Ciri-ciri Paguyuban

Dalam kelompok masyarakat terbagi menjadi dua bagian, yaitu paguyuban dan patembayan. Terbentuknya dua kelompok ini tidak lain karena manusia merupakan masyarakat sosial yang tidak bisa hidup tanpa orang lain, mereka selalu berinteraksi dalam kehidupan sehari-hari mereka, secara tidak sadar namun alamiah mereka akan bertukar informasi atau bertukar pikiran dengan berbagai medium.

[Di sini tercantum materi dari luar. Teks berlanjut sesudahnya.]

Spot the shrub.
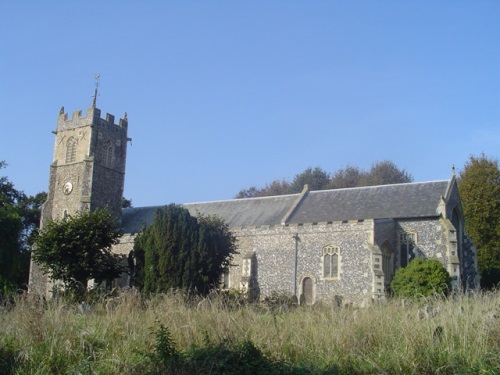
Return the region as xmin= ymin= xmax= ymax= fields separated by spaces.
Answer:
xmin=391 ymin=259 xmax=451 ymax=298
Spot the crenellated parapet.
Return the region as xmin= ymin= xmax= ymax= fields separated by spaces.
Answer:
xmin=57 ymin=107 xmax=128 ymax=133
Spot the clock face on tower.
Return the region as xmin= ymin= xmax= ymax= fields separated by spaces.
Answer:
xmin=63 ymin=182 xmax=73 ymax=195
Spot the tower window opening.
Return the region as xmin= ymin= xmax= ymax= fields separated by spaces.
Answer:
xmin=66 ymin=137 xmax=77 ymax=163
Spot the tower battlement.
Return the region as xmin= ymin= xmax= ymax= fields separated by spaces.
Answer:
xmin=57 ymin=107 xmax=128 ymax=132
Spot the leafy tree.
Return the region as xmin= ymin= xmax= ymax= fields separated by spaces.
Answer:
xmin=134 ymin=204 xmax=236 ymax=294
xmin=0 ymin=161 xmax=46 ymax=289
xmin=391 ymin=258 xmax=451 ymax=298
xmin=359 ymin=160 xmax=413 ymax=186
xmin=122 ymin=197 xmax=132 ymax=208
xmin=236 ymin=160 xmax=413 ymax=198
xmin=290 ymin=167 xmax=330 ymax=193
xmin=32 ymin=210 xmax=123 ymax=294
xmin=235 ymin=186 xmax=260 ymax=199
xmin=458 ymin=154 xmax=500 ymax=288
xmin=328 ymin=165 xmax=366 ymax=189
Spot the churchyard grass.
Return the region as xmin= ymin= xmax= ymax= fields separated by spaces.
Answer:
xmin=0 ymin=291 xmax=500 ymax=375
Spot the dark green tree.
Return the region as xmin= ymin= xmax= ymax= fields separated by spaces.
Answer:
xmin=289 ymin=167 xmax=330 ymax=194
xmin=458 ymin=154 xmax=500 ymax=288
xmin=32 ymin=210 xmax=124 ymax=294
xmin=122 ymin=197 xmax=132 ymax=208
xmin=0 ymin=161 xmax=46 ymax=290
xmin=328 ymin=165 xmax=366 ymax=189
xmin=134 ymin=204 xmax=236 ymax=294
xmin=391 ymin=258 xmax=451 ymax=298
xmin=359 ymin=160 xmax=413 ymax=186
xmin=235 ymin=160 xmax=413 ymax=198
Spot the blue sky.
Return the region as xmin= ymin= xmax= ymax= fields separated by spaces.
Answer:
xmin=0 ymin=0 xmax=500 ymax=206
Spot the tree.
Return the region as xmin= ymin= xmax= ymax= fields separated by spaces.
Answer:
xmin=0 ymin=161 xmax=46 ymax=289
xmin=32 ymin=209 xmax=123 ymax=294
xmin=235 ymin=160 xmax=413 ymax=198
xmin=122 ymin=197 xmax=132 ymax=208
xmin=134 ymin=204 xmax=236 ymax=294
xmin=458 ymin=154 xmax=500 ymax=288
xmin=328 ymin=165 xmax=366 ymax=189
xmin=391 ymin=258 xmax=451 ymax=298
xmin=359 ymin=160 xmax=413 ymax=186
xmin=290 ymin=167 xmax=330 ymax=194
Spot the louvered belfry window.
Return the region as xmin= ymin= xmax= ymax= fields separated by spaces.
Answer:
xmin=66 ymin=137 xmax=77 ymax=163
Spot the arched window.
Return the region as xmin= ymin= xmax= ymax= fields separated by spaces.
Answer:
xmin=66 ymin=137 xmax=77 ymax=163
xmin=451 ymin=207 xmax=464 ymax=284
xmin=102 ymin=141 xmax=115 ymax=168
xmin=399 ymin=232 xmax=417 ymax=267
xmin=380 ymin=241 xmax=394 ymax=287
xmin=322 ymin=245 xmax=339 ymax=279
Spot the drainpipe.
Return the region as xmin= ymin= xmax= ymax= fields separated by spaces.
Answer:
xmin=293 ymin=233 xmax=300 ymax=299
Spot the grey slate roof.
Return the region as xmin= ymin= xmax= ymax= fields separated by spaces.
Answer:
xmin=122 ymin=194 xmax=299 ymax=233
xmin=289 ymin=181 xmax=449 ymax=224
xmin=122 ymin=181 xmax=450 ymax=233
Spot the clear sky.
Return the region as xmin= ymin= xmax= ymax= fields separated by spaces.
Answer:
xmin=0 ymin=0 xmax=500 ymax=207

Sehingga terbentuklah sebuah kelompok sosial, untuk syarat terbentuknya masyarakat sosial adalah adanya kesadaran untuk bergabung, terdapat hubungan timbal balik, memiliki faktor kesamaan pada anggota yang terbentuk, memiliki struktur kaidah juga pola berperilaku atas nilai yang sudah disepakati, juga bersistem dan berproses. Salah satu kelompok sosial yang sering terjadi adalah paguyuban.

Ciri Paguyuban
Ciri Paguyuban

Pengertian dan Ciri-ciri Paguyuban

Masyarakat paguyuban dikenal juga dengan nama gemeinschaft, merupakan suatu kelompok kehidupan yang dijalani yang memiliki hubungan murni setiap anggota, dan untuk konsep kelompok ini juga sudah digagas oleh Ferdinand Tonnies, kelompok paguyuban berjalan dengan penuh cinta dan rasa kesatuan didalam batin.

Kita sering sekali menjumpai contoh masyarakat paguyuban yang ada disekitar kita, bisa dalam susunan keluarga, kelompok kekerabatan seperti memiliki marga yang sama, persahabatan, kelompok didalam RT, dan masih banyak lagi contoh paguyuban yang ada disekitar kita. Masyarakat paguyuban memiliki ciri-ciri sebagai berikut :

1. Private

Masyarakat paguyuban memiliki hubungan yang bersifat privte atau yang lebih peribadi

2. Intimate

Masyarakat paguyuban memiliki kondisi hidup bersama, sehingga mereka memiliki hubungan yang lebih mendalam, memiliki empati dan penuh dengan cinta.

3. Exclusive

Memiliki hubungan yang eksclusive, yaitu hubungan yang hanya dilakukan oleh orang tertentu saja, anggota didalamnya tidak sembarang orang, namun hanya orang tertentu saja yang bisa masuk kedalamnya.

Dan menurut Ferdinand Tonnies bahwa masyarakat Paguyuban memiliki jenis-jenis seperti Gemeinschaft of place, yaitu berdasarkan tempat tinggal orang-orang yang ada disekitar kita, gemeinschaft by blood berdasarkan darah atau keturunan dan gemeinschaft of mind berdasarkan ide, gagasan, atau pemikiran yang sama, dan untuk jenis yang terakhir ini tidak menutup kemungkinan terbuka untuk semua masyarakat didunia.

Artikel terkait lainnya

Leave a Reply

Your email address will not be published. Required fields are marked *

Loading...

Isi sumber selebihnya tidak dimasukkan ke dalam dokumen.